Richard Wagner : Lohengrin

Dossier : Arts, Lettres et SciencesMagazine N°627 Septembre 2007Par : K. F. Vogt, S. Kringelborn, W. Meier, DSO Berlin, K. NaganoRédacteur : Marc DARMON (83)

Lohen­grin fait par­tie, avec le Vais­seau Fan­tôme et Tannhäuser, des pre­miers opéras célèbres de Richard Wag­n­er. Le sys­tème de « leit­mo­tiv », ces thèmes attachés à des per­son­nages, des objets, des sen­ti­ments ou des événe­ments, qui revi­en­nent tout au long de l’ouvrage, se développe réelle­ment pour la pre­mière fois.
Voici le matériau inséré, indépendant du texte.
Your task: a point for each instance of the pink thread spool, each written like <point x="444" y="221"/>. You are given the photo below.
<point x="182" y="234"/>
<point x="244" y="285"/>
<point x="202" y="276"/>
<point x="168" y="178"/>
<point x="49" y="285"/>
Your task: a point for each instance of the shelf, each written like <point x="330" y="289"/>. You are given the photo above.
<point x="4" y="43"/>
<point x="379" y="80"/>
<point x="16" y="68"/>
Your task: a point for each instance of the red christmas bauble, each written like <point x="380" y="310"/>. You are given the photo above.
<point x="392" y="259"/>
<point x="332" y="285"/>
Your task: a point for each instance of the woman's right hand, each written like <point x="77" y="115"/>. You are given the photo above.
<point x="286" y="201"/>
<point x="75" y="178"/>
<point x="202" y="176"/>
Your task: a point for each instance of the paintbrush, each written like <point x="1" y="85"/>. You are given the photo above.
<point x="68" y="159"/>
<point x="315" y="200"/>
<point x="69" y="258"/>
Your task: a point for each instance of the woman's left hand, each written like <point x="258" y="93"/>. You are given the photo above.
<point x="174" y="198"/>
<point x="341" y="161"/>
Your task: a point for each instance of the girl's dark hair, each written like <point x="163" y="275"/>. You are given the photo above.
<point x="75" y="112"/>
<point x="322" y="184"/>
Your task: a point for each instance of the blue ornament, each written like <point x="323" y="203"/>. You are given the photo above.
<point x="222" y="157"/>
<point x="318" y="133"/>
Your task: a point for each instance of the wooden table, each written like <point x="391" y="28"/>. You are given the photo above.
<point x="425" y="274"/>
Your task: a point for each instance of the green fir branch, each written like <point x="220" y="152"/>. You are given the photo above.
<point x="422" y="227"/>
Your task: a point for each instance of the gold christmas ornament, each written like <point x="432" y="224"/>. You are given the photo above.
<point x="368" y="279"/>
Lohen­grin est aus­si le pre­mier à dépass­er les trois heures et demi, for­mat en dessous duquel Wag­n­er ne redescen­dra plus (à part naturelle­ment pour l’Or du Rhin, mais qui n’est qu’un « Prologue »).

Comme chaque fois, le livret est réal­isé par Wag­n­er lui-même d’après une légende nordique, celte ou ger­manique. Ici se mélan­gent la Geste de Garin de Lor­raine (« Lor­raine-Grin ») et le cycle des Cheva­liers du Graal (Lohen­grin est fils de Per­se­val-Par­si­fal apprend-on à la fin de l’acte III ; il est d’ailleurs sai­sis­sant de réalis­er que Wag­n­er réu­tilis­era pour son dernier opéra, Par­si­fal, plus de trente ans plus tard, les thèmes musi­caux du Graal et du Cygne décou­verts dans Lohen­grin).

Il serait trop long de décrire ici l’intrigue, tou­jours com­plexe et pou­vant se lire à plusieurs degrés comme les con­tes de fées, pleine de cheva­lerie, de mer­veilleux, de ser­ments, secrets et par­jures, de com­plots et jalousie.

Mais on com­pren­dra que l’ouvrage gagne beau­coup à la représen­ta­tion scénique, en direct ou en DVD. En effet, cela per­met d’ajouter à la beauté de la musique la com­préhen­sion du livret et la per­cep­tion d’une action très « visuelle » (tournoi, mou­ve­ments de foules, jeux des con­spir­a­teurs…). Pour tout cela, le film réal­isé lors du fes­ti­val de Baden-Baden en juin 2006, avec une dis­tri­b­u­tion dom­inée par une mag­nifique (à tout point de vue) Wal­traud Meier et les forces (chœurs et orchestre) de Kent Nagano, est idéal. La direc­tion d’orchestre est mag­nifique, de la finesse du prélude jusqu’aux scènes de com­bat. La mise en scène est très effi­cace. En par­ti­c­uli­er le juge­ment d’Elsa de Bra­bant et l’arrivée de son sauveur, Lohen­grin, sont extrême­ment prenants. La direc­tion d’acteurs, sou­vent imper­cep­ti­ble dans une salle d’opéra, est ici très mar­quante et réussie.

Bien sûr, nous n’avons pas ici les grands chanteurs wag­nériens de l’après-guerre (la pré­ten­due déca­dence du chant wag­nérien est de toute façon un lieu com­mun depuis plus de cinquante ans), et nous n’avons pas non plus, à part Wal­traud Meier déjà citée, les plus célèbres des wag­nériens actuels ; j’avoue d’ailleurs pour ma part un faible pour l’interprétation poignante et absol­u­ment con­tre-nature de Lohen­grin par le grand puc­cinien qu’est Placido Domin­go (sous la direc­tion de sir Georg Solti). Mais cette pro­duc­tion est d’un niveau très supérieur à la moyenne de ce que l’on voit dans les grandes maisons d’opéra aujourd’hui. Elle est absol­u­ment recommandable.